Summary: Mycosis fungoides (MF), a primary cutaneous T-cell lymphoma (CTCL), can rarely express follicular helper T-cell (TFH) markers. This atypical presentation complicates diagnosis, often mimicking TFH T-cell lymphomas with cutaneous involvement. A 65-year-old woman, initially misdiagnosed with angioimmunoblastic T-cell lymphoma in 2016, later diagnosed with leukemic CTCL (with clonal TCR gamma gene rearrangement studies and negative gene sequencing studies), and treated with multiple therapies, presented with disseminated acute, pruritic, weeping skin lesions and lymphadenopathy. A skin biopsy demonstrated an atypical lymphoid infiltrate of small, medium-sized, and large atypical T cells (≥25% medium-to-large cells) in the superficial dermis with focal epidermotropism.

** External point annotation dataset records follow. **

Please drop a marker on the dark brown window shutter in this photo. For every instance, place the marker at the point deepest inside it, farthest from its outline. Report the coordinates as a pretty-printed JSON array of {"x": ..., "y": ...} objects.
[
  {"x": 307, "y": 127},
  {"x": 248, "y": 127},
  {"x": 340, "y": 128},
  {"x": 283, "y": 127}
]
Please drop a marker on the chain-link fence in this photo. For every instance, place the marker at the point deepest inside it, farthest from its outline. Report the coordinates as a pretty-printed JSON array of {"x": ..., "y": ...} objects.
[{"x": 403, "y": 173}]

Immunohistochemistry showed that the T-cells are positive for CD2, CD3, CD4, CD5, CD10, CD30(partial, 30–50%, mainly large forms), BCL6(partial, 5-10%), PD1(partial, 20-25%), and CXCL13 (partial, 5-10%) and negative for CD7, TdT, and EBER(ISH). TCR gamma gene rearrangement studies revealed the same clonal rearrangements seen on peripheral blood. These findings led to a diagnosis of MF with large cell transformation and a TFH immunophenotype. This case highlights the diagnostic challenge that MF with a TFH immunophenotype may represent as this entity can easily be mistaken for cutaneous involvement by a nodal-based TFH lymphoma.